If you want to try a fire scale preventative, you can mix your
own. Mix as much powdered boric acid (available at the drug
store) as will dissolve in a small amount (aprox 4-6 ounces) of
denatured alcohol (available at a paint or hardware store). Paint
this solution on the object or dip the object in it. Then light
the object to burn the alcohol off. Be sure to close the bottle &
move it out of the ay first. Alcohol burns with a hard to see
(essentially invisible) flame, so be careful. After the alcohol
has burned off, the boric acid will be left on the surface of
the item. When the item is heated, the boric acid forms a shield
over it keeping the oxygen in the air from joining with the
copper forming a copper oxide.
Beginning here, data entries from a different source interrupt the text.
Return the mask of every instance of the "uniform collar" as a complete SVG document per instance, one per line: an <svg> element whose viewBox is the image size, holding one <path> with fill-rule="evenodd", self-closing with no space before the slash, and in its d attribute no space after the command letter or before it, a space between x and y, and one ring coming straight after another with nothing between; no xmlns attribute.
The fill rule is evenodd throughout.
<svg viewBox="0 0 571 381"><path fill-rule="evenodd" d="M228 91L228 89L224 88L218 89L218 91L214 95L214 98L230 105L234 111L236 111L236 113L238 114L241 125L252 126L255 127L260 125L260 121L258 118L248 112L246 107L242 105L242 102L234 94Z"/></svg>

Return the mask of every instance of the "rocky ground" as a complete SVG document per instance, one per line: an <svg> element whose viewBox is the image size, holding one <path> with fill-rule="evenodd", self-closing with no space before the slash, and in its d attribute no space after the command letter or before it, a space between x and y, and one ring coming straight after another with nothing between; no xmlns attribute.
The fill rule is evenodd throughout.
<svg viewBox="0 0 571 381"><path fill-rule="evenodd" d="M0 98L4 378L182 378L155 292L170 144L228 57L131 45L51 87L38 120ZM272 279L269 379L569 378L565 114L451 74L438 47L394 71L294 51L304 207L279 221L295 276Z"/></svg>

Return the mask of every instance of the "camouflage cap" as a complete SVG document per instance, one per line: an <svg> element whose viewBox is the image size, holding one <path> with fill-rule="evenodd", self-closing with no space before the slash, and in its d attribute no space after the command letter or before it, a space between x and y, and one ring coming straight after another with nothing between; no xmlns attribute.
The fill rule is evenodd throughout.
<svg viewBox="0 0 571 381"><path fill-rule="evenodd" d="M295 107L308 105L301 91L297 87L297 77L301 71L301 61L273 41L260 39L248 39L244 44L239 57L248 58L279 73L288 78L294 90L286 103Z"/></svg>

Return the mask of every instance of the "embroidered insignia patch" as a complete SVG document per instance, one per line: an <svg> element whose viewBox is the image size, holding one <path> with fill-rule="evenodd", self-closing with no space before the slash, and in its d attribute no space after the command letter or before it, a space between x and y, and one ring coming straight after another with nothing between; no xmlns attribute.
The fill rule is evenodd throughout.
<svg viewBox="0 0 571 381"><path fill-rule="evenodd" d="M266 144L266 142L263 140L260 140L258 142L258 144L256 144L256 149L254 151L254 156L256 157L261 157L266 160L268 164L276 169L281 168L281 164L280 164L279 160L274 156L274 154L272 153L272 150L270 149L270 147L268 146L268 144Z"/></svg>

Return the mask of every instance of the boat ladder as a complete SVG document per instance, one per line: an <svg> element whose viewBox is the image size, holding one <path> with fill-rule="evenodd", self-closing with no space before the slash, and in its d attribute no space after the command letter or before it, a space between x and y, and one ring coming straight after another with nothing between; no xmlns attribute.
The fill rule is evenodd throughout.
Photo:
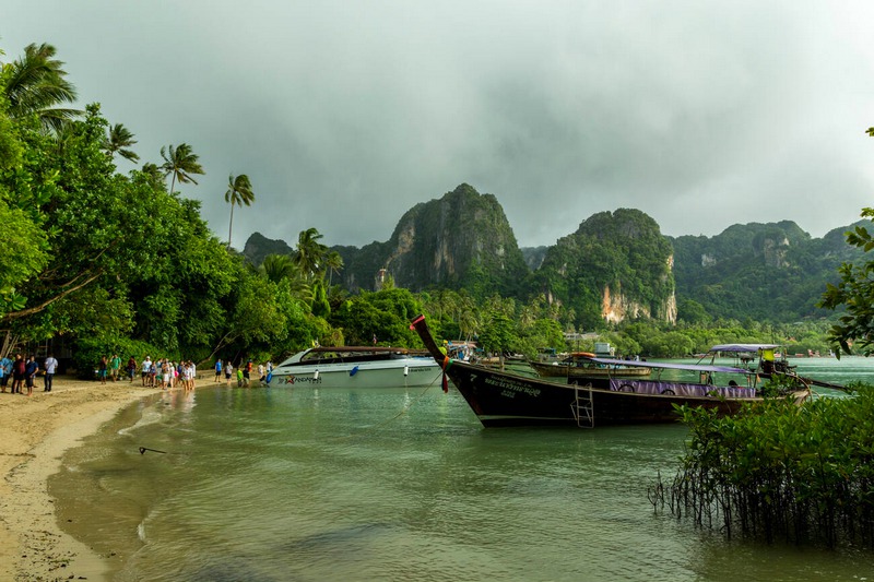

There are also a number of
commercial products available to prevent fire scale.

If you’re going to be soldering mostly wire, I’d suggest using
paste solder. Paste solder is very finely ground solder metal
mixed with a flux & a carrier vehicle (usually glycerin). It’s
packaged in syringes that are usually supplied with 1 or 2 small
needles for applying the solder to the desired location. There’s
no need for the application of any additional flux & because the
paste is ‘sticky’ it stays where it’s put. Paste solders are
available in most heat ranges as well as alloys( sterling, GF,
10K, etc.). Many paste solders use some type of fluoride
compound in the flux. If you’ve got health issues or concerns
verify any hazards use of the product may cause.

If, however, you want to become adept at solder placement with a
solder pick, you might want to use pallions or snippets & flux.